OS REIS DO BRASIL
29
de agosto de 2000
Todos querem ser donos do Brasil. Nascem com o rei na
barriga. Acreditam ser essa a grande chance de resgatar
carmas e querem ser reis do Brasil. A nostalgia do
Brasil monarca, de Dom Pedrito II, onde trabalho era
desonra e coisa de escravo.
Quem é ruim, se destrói sozinho, palavras do filósofo
que só volta à seleção brasileira nos braços do povo. O
marrento, chutando cachorro morto, desafia o vingativo
para um duelo no Coliseu do Maracanã contra a
coadjuvante Bolívia e, de cambulhada, esporeia
perdedores natos que não perdem por esperar. É o
imperador Romário obcecado pela glória suprema: mais e
mais gols. O criador de factóides que adora correr para
a galera.
Collor foi impichado porque quis ser dono do Brasil e
foi apeado do poder pelo poder econômico que a nação
paulista representa para o Brasil. Os caras-pintadas
ladraram e a caravana passou. Alaranjando, pretendia
formar uma rede nacional de TV para fazer frente à vênus
platinada, voando nas asas da VASP. Sonhou estender seus
domínios: 5 anos eleito, 5 anos reeleito,
primeiro-ministro, e Rei.
FHC entrou apelando para o patriotismo e dizendo que é
mole governar o Brasil. Privatizando as nossas coisas,
achando que não damos para o negócio por não termos o
tino empresarial. Elegendo o empresário como a figura
mítica que iria evitar a sangria do Estado e atrair
recursos estrangeiros para transformar isso aqui numa
potência do tamanho de Cingapura. Chegou a emudecer
Roberto Campos de tanta emoção. Acabou por nos fazer
chorar pelo leite derramado ao financiar produção,
alongar prazo de pagamento e bancar compra de estatal.
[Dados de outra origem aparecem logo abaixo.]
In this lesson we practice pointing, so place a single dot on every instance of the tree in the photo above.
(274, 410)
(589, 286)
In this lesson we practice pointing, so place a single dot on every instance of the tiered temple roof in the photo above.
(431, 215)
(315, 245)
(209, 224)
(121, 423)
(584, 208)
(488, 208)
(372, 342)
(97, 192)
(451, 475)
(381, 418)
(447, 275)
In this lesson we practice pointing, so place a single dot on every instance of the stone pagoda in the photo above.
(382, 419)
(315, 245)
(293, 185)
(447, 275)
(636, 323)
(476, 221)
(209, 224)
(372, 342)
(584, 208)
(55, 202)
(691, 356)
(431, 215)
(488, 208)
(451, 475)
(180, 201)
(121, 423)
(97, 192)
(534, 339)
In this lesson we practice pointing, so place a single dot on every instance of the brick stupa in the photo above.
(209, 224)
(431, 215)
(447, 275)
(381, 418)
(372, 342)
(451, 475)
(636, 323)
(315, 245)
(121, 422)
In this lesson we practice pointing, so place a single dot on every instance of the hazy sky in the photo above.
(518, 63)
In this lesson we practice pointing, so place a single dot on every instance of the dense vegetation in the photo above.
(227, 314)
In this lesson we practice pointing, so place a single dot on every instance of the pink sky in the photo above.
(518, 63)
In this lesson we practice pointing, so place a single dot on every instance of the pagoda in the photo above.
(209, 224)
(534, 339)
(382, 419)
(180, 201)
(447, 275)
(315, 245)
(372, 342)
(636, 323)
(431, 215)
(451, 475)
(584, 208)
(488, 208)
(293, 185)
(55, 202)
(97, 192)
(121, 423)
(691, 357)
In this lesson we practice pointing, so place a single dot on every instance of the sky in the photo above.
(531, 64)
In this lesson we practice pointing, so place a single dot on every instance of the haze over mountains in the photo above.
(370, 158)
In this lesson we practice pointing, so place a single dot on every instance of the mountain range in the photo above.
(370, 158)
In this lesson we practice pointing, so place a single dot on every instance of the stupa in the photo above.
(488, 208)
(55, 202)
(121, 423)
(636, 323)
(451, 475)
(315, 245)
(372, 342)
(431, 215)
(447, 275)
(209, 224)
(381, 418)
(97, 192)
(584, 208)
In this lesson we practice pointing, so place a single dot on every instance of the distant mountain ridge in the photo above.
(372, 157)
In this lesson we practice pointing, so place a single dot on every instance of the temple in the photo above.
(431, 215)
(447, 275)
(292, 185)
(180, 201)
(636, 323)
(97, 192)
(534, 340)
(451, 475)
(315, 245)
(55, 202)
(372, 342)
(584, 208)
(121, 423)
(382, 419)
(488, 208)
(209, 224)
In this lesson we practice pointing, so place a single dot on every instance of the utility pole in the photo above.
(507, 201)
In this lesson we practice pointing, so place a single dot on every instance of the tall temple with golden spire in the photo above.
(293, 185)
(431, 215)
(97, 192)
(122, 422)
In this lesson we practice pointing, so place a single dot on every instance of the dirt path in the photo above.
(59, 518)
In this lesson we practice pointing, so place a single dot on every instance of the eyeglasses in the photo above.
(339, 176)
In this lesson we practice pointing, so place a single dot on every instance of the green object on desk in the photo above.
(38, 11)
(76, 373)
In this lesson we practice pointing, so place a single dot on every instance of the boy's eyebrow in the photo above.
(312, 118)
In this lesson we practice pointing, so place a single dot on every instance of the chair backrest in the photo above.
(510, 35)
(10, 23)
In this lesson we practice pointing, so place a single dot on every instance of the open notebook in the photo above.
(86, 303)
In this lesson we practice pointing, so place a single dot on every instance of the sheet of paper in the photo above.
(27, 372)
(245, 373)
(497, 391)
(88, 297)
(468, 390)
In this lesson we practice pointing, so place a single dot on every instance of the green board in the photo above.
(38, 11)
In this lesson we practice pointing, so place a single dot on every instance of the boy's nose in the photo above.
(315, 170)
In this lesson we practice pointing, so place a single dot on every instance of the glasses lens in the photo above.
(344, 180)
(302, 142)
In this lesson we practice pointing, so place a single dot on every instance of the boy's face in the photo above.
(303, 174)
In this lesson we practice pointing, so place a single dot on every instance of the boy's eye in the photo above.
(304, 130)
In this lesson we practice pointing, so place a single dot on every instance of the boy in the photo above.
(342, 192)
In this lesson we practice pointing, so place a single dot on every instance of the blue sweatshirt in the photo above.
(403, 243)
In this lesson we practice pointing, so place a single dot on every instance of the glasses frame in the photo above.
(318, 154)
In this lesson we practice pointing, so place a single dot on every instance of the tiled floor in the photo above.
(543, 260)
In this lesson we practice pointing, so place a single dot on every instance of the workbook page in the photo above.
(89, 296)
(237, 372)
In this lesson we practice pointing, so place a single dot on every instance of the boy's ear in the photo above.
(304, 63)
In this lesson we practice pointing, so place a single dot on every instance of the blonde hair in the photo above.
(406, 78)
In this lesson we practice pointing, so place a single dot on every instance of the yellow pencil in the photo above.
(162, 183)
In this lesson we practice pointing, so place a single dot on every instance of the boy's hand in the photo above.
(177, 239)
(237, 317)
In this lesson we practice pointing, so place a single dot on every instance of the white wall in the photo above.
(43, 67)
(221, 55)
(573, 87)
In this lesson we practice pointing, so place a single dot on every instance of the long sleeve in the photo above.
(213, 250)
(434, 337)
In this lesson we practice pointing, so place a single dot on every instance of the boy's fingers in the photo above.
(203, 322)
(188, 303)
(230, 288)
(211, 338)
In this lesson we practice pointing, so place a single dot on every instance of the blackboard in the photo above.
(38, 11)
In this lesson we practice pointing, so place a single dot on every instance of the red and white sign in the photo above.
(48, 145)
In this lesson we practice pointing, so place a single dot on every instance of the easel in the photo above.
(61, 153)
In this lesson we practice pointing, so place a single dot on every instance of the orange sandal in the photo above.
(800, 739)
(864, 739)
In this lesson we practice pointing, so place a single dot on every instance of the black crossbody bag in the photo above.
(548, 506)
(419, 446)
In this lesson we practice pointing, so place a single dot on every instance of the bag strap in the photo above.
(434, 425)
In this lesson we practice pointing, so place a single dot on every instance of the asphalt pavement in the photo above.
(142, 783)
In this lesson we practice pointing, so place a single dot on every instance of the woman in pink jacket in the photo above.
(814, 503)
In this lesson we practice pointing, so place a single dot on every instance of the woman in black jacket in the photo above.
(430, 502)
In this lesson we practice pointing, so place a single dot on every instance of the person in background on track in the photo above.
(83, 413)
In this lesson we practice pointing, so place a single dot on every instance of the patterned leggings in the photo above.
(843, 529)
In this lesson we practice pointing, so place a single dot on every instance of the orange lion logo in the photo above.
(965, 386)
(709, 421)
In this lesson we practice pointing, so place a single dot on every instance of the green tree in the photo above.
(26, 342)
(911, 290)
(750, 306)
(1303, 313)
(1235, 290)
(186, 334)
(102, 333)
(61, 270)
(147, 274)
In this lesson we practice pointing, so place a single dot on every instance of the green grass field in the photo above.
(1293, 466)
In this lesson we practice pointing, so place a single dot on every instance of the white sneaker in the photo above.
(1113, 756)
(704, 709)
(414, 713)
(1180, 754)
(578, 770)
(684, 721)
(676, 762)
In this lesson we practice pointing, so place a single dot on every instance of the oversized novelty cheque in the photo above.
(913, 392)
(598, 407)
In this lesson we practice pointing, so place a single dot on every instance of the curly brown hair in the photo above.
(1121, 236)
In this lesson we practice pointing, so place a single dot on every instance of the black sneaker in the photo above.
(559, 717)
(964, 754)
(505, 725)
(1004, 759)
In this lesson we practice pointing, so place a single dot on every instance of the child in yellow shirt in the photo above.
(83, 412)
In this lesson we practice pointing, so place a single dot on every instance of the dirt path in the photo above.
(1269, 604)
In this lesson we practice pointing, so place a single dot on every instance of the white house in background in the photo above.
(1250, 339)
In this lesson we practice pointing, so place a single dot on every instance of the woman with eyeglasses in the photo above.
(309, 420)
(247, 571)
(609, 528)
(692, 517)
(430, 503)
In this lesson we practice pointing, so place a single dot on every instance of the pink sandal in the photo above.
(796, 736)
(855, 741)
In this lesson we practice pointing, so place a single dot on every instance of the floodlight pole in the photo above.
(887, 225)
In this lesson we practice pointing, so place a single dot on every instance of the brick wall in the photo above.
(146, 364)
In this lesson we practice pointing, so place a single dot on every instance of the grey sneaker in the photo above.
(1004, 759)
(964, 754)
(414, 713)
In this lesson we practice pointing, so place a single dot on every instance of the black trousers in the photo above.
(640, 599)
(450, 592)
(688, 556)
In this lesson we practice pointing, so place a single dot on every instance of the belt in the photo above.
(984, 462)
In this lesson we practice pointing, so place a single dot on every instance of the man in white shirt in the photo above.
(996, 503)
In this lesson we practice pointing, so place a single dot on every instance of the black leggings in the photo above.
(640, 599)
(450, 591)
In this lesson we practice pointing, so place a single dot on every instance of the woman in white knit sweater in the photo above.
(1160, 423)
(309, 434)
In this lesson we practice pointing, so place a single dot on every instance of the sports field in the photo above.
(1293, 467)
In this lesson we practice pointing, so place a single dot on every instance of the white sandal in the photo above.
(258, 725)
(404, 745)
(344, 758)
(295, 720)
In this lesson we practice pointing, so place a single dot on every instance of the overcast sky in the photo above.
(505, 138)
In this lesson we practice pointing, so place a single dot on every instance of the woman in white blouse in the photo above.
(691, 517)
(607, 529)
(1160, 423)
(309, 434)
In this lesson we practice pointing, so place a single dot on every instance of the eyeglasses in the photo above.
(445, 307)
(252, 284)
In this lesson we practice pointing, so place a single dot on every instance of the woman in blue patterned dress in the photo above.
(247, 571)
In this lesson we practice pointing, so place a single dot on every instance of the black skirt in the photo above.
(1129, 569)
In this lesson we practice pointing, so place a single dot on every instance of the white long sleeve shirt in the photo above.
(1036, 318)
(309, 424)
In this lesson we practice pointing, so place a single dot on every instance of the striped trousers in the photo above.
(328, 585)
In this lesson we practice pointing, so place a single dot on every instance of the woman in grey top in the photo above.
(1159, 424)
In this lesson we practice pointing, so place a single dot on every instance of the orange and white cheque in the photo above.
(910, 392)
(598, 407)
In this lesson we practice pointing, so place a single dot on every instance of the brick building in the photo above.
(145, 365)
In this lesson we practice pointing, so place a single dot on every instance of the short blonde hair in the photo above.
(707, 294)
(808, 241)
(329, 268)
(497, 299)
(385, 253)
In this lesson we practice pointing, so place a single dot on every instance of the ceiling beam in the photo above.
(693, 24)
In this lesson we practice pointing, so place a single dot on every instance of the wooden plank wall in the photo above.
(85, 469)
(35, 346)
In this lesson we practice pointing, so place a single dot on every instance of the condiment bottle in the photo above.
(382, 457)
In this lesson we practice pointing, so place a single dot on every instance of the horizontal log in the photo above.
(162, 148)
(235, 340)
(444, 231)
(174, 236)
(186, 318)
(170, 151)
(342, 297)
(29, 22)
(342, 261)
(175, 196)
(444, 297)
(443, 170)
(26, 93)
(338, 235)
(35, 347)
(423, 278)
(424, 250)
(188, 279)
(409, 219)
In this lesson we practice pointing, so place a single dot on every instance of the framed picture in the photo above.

Wanderley Luxemburgo quis ser o dono do futebol. Sabe
que técnico da seleção brasileira é o cargo mais
importante do Brasil depois de presidente da República.
E olha que nos tempos dos óculos escuros da ditadura
militar o treinador era considerado mais inteligente do
que o general de plantão. Hoje não, o presidencialismo
revestiu-se de um caráter monárquico, de um despotismo
esclarecido, e o povo exige, ao eleger, que haja um
mandachuva de quem possa tomar satisfações ou jogar
bosta na Geni. E é nesse modelão que Wanderley se
inspirou.
Como emergente, foi mudando sua faceta de técnico de
campo para o chefão que abafa a voz passiva de seus
auxiliares. Psicólogo, ao definir modelos de
comportamento para a torcida. Generalíssimo, como chefe
da delegação que se aproveita do prazer de viver nas
alturas que acomete presidentes e mais presidentes. Não
se cansa de escalar Betões, Jardéis, Élberes, Aldaires,
Amorosos, Conceições, Robertos Carlos, desde que a sua
estrela brilhe mais do que as outras. Arrematante
contumaz de leilões, viciado em comprar e vender terras,
imóveis e carros no intricado e cada vez mais
milionário mundo do futebol, que cresce na mesma
proporção da influência de empresários que transformaram
atletas, para desgosto de João Saldanha, em mercadorias.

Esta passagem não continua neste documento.